Unfortunately, versions of this nightmare have been popping up around the country, affecting hundreds of home closings and costing buyers hundreds of thousands of dollars. Though many wire fraud attempts are detected before the settlement funds are stolen, cyber-criminals can be successful, and often at huge financial costs to their victims.
Jackie Villano from Acres Land Title Agency tells me that “the people who are hacking are very good and very smart. They integrate themselves into emails and conversations and then wait to pull off their crimes.”
To commit their crimes, the hackers break into a realtor’s email account and watch for references to upcoming closings. From the email account, they can learn the identities of buyers and sellers, the names of the title, escrow and settlement companies and the timing of scheduled closings. Once inside the agent’s account, they can effectively take over the agent’s identity and provide credible wiring instructions to unsuspecting clients. Today’s hackers know the lingo and will often adopt the conversational styles of all the players involved in the transactions.
Jackie says “Verify, verify, verify. And always touch base with your attorney and realtor if you do receive wire instructions by email.”
There are ways you can protect yourself from becoming a victim to a wire transfer scam.
- Don’t use a wire transfer to pay for your down payment. Use a bank check instead.
- Don’t automatically trust the information you get in emails, even if it looks legitimate.
- Never wire funds without first calling the intended recipient to confirm the information provided.

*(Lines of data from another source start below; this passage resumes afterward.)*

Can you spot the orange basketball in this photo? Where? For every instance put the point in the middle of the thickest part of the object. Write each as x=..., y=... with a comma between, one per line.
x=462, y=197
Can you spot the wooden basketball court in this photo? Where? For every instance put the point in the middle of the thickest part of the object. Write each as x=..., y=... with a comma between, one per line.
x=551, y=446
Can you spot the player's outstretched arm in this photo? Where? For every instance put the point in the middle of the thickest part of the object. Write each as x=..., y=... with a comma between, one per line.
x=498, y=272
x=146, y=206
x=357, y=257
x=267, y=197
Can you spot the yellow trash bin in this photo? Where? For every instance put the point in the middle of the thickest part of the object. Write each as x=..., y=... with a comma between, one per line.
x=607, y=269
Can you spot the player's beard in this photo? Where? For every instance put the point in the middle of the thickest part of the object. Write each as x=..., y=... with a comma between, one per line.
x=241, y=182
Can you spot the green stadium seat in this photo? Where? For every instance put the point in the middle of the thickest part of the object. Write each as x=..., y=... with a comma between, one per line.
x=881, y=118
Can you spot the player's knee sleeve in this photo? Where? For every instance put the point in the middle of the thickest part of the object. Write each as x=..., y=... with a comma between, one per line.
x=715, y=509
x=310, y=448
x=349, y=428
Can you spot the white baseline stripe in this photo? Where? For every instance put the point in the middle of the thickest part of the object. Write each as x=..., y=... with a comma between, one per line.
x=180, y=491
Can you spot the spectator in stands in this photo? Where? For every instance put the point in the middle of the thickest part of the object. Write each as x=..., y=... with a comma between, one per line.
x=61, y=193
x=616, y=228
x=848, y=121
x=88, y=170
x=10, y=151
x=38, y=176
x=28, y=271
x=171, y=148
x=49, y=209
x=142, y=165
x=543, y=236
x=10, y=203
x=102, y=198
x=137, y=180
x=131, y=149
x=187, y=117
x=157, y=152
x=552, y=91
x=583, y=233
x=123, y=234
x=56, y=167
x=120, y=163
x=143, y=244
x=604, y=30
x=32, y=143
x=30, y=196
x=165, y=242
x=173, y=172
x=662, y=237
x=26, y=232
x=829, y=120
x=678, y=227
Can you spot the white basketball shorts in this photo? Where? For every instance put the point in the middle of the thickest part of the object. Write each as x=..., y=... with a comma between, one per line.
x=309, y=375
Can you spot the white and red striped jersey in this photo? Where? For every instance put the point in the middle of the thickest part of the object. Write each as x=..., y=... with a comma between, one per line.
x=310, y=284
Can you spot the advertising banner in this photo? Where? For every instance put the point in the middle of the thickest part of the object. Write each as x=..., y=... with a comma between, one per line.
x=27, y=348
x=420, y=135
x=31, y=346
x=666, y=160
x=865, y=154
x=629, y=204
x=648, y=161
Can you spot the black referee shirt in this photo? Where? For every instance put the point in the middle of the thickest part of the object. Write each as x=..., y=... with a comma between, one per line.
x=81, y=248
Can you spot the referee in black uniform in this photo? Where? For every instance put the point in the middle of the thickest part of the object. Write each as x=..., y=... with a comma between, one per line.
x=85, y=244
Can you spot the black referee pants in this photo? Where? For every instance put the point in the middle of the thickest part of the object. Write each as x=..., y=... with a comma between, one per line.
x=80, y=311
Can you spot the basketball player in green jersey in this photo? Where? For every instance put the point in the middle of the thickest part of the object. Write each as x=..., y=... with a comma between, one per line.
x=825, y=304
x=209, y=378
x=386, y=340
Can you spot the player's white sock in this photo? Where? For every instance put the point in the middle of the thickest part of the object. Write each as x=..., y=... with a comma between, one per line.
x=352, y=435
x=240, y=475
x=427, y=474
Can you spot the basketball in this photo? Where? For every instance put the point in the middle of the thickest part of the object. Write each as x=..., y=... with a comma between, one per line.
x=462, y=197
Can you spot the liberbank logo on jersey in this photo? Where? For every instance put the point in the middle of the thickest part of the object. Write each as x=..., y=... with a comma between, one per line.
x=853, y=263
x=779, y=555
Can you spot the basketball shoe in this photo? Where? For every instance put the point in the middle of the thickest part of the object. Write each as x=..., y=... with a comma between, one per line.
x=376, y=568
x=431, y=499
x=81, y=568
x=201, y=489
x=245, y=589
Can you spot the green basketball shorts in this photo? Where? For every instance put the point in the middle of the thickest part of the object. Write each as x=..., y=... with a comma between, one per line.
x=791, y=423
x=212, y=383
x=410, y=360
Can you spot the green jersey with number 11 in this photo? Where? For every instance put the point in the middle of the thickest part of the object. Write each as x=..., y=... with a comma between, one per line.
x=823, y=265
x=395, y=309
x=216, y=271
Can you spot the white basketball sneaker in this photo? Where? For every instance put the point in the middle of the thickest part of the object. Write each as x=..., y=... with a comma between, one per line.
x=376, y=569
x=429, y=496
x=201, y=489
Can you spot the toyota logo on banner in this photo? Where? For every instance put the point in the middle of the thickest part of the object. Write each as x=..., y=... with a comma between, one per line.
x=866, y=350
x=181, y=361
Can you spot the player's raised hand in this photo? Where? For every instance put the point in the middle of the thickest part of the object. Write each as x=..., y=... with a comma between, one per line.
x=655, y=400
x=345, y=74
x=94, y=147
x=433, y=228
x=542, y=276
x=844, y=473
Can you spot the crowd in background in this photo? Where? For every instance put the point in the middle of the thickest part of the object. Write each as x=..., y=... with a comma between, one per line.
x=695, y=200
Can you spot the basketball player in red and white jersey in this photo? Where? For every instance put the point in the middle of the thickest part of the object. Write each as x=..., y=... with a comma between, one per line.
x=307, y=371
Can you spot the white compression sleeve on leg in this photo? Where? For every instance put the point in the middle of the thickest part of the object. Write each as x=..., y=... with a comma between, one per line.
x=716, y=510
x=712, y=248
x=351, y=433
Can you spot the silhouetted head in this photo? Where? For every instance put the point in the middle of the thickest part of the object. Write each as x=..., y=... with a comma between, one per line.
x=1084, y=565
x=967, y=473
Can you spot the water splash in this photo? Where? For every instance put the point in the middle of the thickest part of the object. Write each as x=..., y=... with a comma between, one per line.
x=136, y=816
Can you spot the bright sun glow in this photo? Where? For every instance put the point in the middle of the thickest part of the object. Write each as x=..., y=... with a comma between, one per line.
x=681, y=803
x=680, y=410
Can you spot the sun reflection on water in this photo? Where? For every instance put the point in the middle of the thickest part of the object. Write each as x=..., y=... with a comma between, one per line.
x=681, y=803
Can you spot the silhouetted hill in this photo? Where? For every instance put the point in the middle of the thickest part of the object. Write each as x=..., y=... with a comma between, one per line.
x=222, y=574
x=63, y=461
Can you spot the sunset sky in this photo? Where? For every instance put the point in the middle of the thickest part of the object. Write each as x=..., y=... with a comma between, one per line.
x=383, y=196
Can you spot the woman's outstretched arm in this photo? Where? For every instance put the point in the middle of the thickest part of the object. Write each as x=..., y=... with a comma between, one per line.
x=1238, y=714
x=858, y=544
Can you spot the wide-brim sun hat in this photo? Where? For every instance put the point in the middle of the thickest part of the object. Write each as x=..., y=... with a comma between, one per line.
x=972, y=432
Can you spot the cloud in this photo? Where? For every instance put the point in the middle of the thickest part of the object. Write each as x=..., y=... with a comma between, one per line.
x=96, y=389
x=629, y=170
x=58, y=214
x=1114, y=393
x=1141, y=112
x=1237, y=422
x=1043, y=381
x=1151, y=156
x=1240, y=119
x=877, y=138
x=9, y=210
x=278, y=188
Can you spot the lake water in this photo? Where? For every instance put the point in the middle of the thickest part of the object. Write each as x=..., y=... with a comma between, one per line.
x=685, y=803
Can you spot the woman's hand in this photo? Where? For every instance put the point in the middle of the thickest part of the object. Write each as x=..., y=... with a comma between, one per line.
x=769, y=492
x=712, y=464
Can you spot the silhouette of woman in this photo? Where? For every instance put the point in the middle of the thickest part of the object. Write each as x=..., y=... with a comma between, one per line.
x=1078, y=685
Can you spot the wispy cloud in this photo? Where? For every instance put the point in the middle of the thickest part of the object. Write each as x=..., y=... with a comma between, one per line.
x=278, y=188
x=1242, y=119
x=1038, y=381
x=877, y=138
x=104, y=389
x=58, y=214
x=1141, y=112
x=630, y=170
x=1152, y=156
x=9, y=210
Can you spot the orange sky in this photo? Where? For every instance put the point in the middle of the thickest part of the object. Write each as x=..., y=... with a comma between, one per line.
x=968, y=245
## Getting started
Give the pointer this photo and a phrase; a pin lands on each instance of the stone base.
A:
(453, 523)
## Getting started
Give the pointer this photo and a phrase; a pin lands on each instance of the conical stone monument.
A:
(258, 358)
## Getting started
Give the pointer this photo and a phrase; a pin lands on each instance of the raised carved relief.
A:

- If you use the phone to verify the information, look up the number yourself. Don’t use the number listed on the email because that could be fake, too.
- Don’t just hit “reply” to answer an email dealing with your finances. Take time to type in the proper email address yourself.
- Sensitive financial information should never be sent over an unsecured email.
- Buyers and sellers should confirm all email wiring instructions by calling the escrow officer directly. In that conversation, the correct account number information should be repeated before taking any steps to have the funds transferred.
- If wiring instructions are changed via email, confirm the change by phone with the escrow officer and the buyer’s real estate agent.
If you’ve already become a victim of wire fraud, time is of the essence and you need to act quickly. The FBI says you need to:
- Contact your financial institution immediately upon discovering the fraudulent transfer.
- Ask your financial institution to contact the corresponding financial institution where the fraudulent transfer was sent.
- Contact your local Federal Bureau of Investigation (FBI) office if the wire is recent. The FBI, working with the United States Department of Treasury Financial Crimes Enforcement Network, might be able to help return or freeze the funds.
- File a complaint at www.IC3.gov.
Remember to always confirm the correct bank account information before you wire any funds.